Великолепное зрелище представляет море, освещаемое молнией и волнуемое бурей. Это первообраз хаоса и разрушения; это одна стихия, которой Бог дал власть возмущаться против него, перекрещивая свои волны с Его молниями. Океан казался безмерной цепью движущихся гор с вершинами, смешанными с облаками, и долинами, глубокими, как бездны. При всяком ударе грома бледный луч молнии змеился по этим вершинам, по этим глубинам и наконец исчезал в пучинах, то закрывающихся, то открывающихся. С ужасом, исполненным любопытства, я смотрел на это страшное зрелище, которое Вернет хотел видеть и бесполезно видел с мачты корабля, к которой велел привязать себя, потому что никогда кисть человеческая не может представить ее столь могущественно-страшной и столь величественно-ужасной.
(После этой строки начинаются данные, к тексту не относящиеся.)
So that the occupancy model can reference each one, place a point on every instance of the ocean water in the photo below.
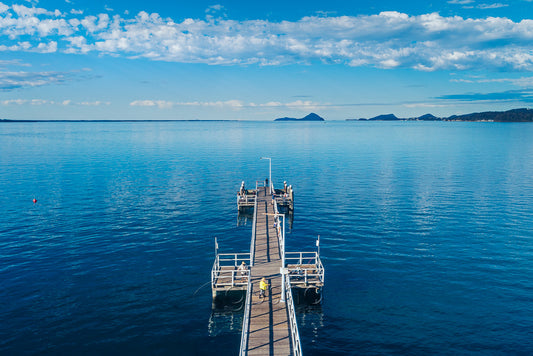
(426, 234)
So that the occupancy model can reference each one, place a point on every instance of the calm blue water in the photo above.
(426, 233)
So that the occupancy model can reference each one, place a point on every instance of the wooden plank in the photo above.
(269, 332)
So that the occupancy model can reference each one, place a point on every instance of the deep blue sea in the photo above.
(426, 233)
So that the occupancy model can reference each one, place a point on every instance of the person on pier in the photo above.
(263, 286)
(242, 269)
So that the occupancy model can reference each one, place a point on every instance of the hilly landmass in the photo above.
(311, 117)
(515, 115)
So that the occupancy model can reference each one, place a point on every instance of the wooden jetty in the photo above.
(269, 323)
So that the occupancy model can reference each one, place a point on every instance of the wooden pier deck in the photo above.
(269, 332)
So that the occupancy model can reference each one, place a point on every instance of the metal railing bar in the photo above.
(246, 320)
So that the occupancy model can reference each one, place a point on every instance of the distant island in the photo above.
(311, 117)
(515, 115)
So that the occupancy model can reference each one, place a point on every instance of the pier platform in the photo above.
(269, 323)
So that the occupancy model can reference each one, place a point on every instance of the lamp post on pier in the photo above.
(283, 269)
(269, 172)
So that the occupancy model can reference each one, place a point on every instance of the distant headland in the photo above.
(311, 117)
(515, 115)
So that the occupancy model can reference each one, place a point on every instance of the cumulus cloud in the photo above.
(232, 104)
(16, 80)
(65, 102)
(387, 40)
(11, 80)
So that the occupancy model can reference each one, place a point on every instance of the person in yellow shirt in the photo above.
(263, 285)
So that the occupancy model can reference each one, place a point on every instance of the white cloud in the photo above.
(491, 6)
(389, 39)
(94, 103)
(230, 104)
(16, 80)
(38, 102)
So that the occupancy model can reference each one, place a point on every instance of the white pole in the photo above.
(283, 261)
(270, 173)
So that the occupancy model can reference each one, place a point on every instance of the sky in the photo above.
(252, 60)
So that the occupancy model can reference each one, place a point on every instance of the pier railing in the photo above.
(252, 245)
(225, 270)
(306, 266)
(246, 320)
(295, 335)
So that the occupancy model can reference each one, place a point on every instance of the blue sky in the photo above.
(249, 60)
Я пробыл бы, может быть, целую ночь на одном месте, слушая и смотря, если бы не почувствовал вдруг на своем лице большие капли дождя. Ночи стали уже холодными, хотя не было еще и половины сентября. Я перебирал в уме места, где мог бы найти убежище от дождя, и вспомнил развалины, которые заметил с моря; они должны были находиться где-то неподалеку. Я отправился в путь и вскоре очутился на небольшой площадке. Чуть далее я заметил пред собой черную массу, которую не мог различить, но, возможно, она могла бы стать убежищем. Блеснула молния, и я узнал полуразрушенную паперть церкви. Войдя в монастырь, я поискал место, менее пострадавшее от разрушения, и сел в углу за столбом, решив дожидаться там утра. Не зная берега, я не мог в такое время пуститься отыскивать свой дом. Впрочем, во время охоты в Вандее и Альпах я провел двадцать ночей еще более плохих, чем та, которая меня ожидала. Одно меня только беспокоило — ворчание желудка, напоминавшего, что я ничего не ел с десяти часов утра. Вдруг я вспомнил, что просил госпожу Озере положить что-нибудь в карманы моего сюртука. Сунув в них руку, я убедился, что моя добрая хозяйка исполнила просьбу, и я нашел в одном кармане небольшой кусок хлеба, а в другом — целую бутылку рома. Это был ужин, соответствующий обстоятельствам. Едва я закончил его, как почувствовал приятную теплоту, распространявшуюся по всем моим членам, начинавшим уже цепенеть. Мысли, принявшие мрачный оттенок в голодном ожидании дня, оживились, как только я выпил благодатную влагу. Я почувствовал дремоту — следствие усталости, завернулся в сюртук, прислонился к столбу и заснул под шум моря, бившегося о берег, и под свист ветра, разгуливавшего по развалинам.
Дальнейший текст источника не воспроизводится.